Livelihood and Women Empowerment
The origin of microfinance is often dated as the 1970s from Bangladesh. The concept entered India in 1990s and received both wide publicity and success in pushing people out of their poverty. In India, microfinance movement grew up mainly through self help groups and has come out its primary stage, that is, group formation. Success of SHG model shows two things, first, poor are much more credit worthy and they have better repayment records when the group provides the social collateral and second; financial services can be provided to the poor in affordable manner without sacrificing the financial sustainability of the institution.
Sustainable livelihood development has been one of the major thrust areas of SWERA since its inception and it was also very much aware of the fact that microfinance has widely smoothened consumption, reduced the vulnerability of the poor and led to increase in income of poor around the globe. Henceforth, the organisation adopted microfinance as key strategy to cater to people's small financial requirements and to lift them out of the vicious circle of poverty.

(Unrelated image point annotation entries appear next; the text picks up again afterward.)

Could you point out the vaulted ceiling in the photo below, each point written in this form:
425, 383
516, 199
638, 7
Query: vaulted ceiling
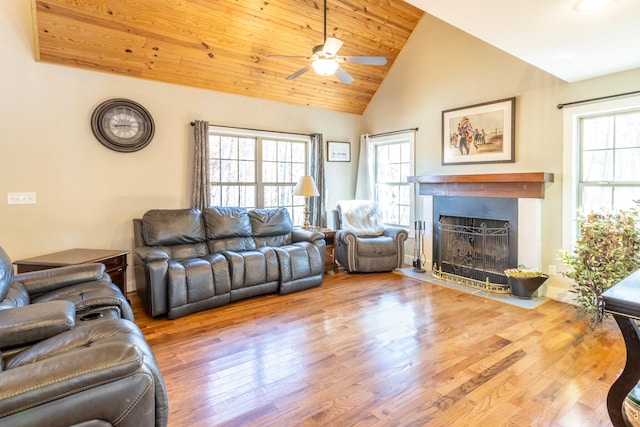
223, 45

Keeping in view the local situations where women are frequently forced to take responsibility of their entire family SWERA identified women as major target group of its MF programme under various strategic names, presently 'PEHAL' and 'Combating Poverty'.
Under these projects, from the very outset, organisation had concerns towards producing 'self managed groups' instead of 'well managed' and concentrated primarily on capacity building of its SHGs. Myriad training programmes were taken up to unearth the hidden potential of women. For instance, stitching training, artificial jewellery making training, training of SHG record keeping for leaders, vermicompost training, health training to impart health education and so on.
These training programmes had been quite successful, but not up to the expectations. It was very disappointing but a bitter pill to swallow. However, some women started reaping the benefits of dedicated man hours which they spent developing new and polishing their skills through training programmes. They are not earning abundant amount of money through their nascent enterprises.
Abysmal results of training programmes forced SWERA to undergo a paradigm shift in thinking about the livelihood development of poor especially of SHG women. This is why meticulous discussion is under progress with ARAVALI on entering of SWERA in MRI mode.
Apart from this th eorganisation also came up with a project to strengthen the livelihood nees of poor under the strategic name 'Family Livelihood Resource Centre'. Under this project 500 poorest families have been identified through PRA to work with and to lift them out of their poverty in a susntainable manner. In days to come these families will be segmented into different groups on the basis of their input neds and then will be provided with different training, exposure, etc., accordingly.